Il Gladiatore

Il Gladiatore è un film del 2000 diretto da Ridley Scott, con Russel Crowe e Joaquin Phoneix e vincitore di 5 premi oscar.
I fatti sono ambientati nel 180 d.C a cavallo tra il periodo di governo dell'imperatore Marco Aurelio e di Commodo e ci offrono una visione della situazione politica e sociale della Roma del II secolo d.C.
Massimo Decimo Meridio (personaggio fittizio interpretato da Russel Crowe) è un generale ispanico che nelle prime scene del film conduce una battaglia contro i Marcomanni in Germania, dimostrando fin da subito il suo valore militare. È in questa occasione che pronuncia la celebre frase "al mio segnale scatenate l'inferno", sebbene in quel periodo non fosse ancora noto il concetto di inferno.
Al termine della battaglia l'imperatore Marco Aurelio, mostrato come un anziano molto saggio, offre il titolo di imperatore a Massimo, non volendolo affidare al figlio Commodo, uomo inetto e privo di moralità. Una volta diventato imperatore Massimo avrebbe dovuto reinstaurare una repubblica, com'era un tempo, realizzando così il desiderio di Marco Aurelio. Dalle fonti storiche non ci risulta in realtà che l'imperatore volesse ritornare a una Repubblica.

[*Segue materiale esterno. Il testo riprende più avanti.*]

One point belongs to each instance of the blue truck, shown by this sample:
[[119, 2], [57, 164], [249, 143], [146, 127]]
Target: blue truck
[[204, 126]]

Commodo, scopre però l'idea del padre, e lo uccide stringendolo al petto e soffocandolo. I documenti dicono in realtà che Marco Aurelio morì di malattia, probabilmente di peste.
Il neoeletto imperatore ordina l'uccisione di Massimo e la sua famiglia, dopo che ques'ultimo si è rifiutato di sottomettersi a Commodo. Il protagonista riesce però a fuggire e in sella ad un cavallo viaggia fino a casa sperando di riuscire a salvare la moglie e il figlio. Giunge però troppo tardi, quando i suoi cari sono già stati uccisi.
Viene allora catturato da un mercante di schiavi e venduto a Proximo, ex gladiatore, che lo costringe a combattere come gladiatore in piccole arene di una provincia del Nord Africa. I luoghi mostrati sono aridi e deserti, così come siamo abituati ad immaginarci il Marocco o la Libia. In realtà nel II secolo la costa nordafricana era disseminata di colture e piantagioni e costituiva una zona molto ricca dell'impero.
Sucessivamente l'imperatore organizza 150 giorni di giochi in memoria del padre, soprattutto per guadagnarsi il favore della folla, mostrando al meglio la personalità subdola e immorale di Commodo. Anche i gladiatori di Proximo vengono affittatti per l'occasione. Giunti a Roma i gladiatori partecipano a una serie di spettacoli attraverso i quali rievocano le più grandi vittorie Romane come la battaglia di Zama contro i Cartaginesi. In quest'ultima Massimo si svela all'imperatore Commodo, il quale non lo uccide per evitare di deludere la folla. In questi pochi attimi dove la folla acclama a gran voce l'ispanico (così era stato soprannominato Massimo) e chiede misericordia all'imperatore, viene mostrata l'importanza del giudizio popolare all'interno della società romana.
In seguito Lucilla, sorella più anziana di Commodo, si incontra segretamente con Massimo e gli svela la sua idea e dei sentatori di voler detronizzare Commodo e reinstaurare una Repubblica. L'ispanico inizialmente rifiuta, ma quando scopre che le sue legioni gli sono rimaste fedeli,accetta la proposta di Lucilla. Commodo però scopre la congiura e imprigiona Massimo. Poi dopo averlo indebolito trafiggendolo con uno stiletto, lo sfida a duello nel Colosseo.
Qui il protagonista, nonostante le ferite ha la meglio, riesce a disarmare Commodo e lo colpisce in pieno petto, uccidendolo. Poi, dopo aver ordinato al senatore Quinto di liberare i suoi amici gladiatori, si accascia e muore tra le braccia di Lucilla per il troppo sangue versato.
Nella realtà Commodo viene effettivamente ucciso da un suo maestro gladiatore, non durante un duello ma in seguito ad accordi politici per eliminarlo.

Il Gladiatore è un kolossal, che nonostante i molti falsi storici, descrive la grande Roma del II secolo fatta di congiure e lotte per il potere. Mostra in modo violento i combattimenti nelle arene e la pessima condizione degli schiavi trattati come animali e costretti a combattere per il diletto della folla. Illustra le armi dei gladiatori e le loro armature , le tecniche di combattimento (anche se non sempre fedeli alla realtà) e la voglia di vivere di uomini destinati a morire in un'arena.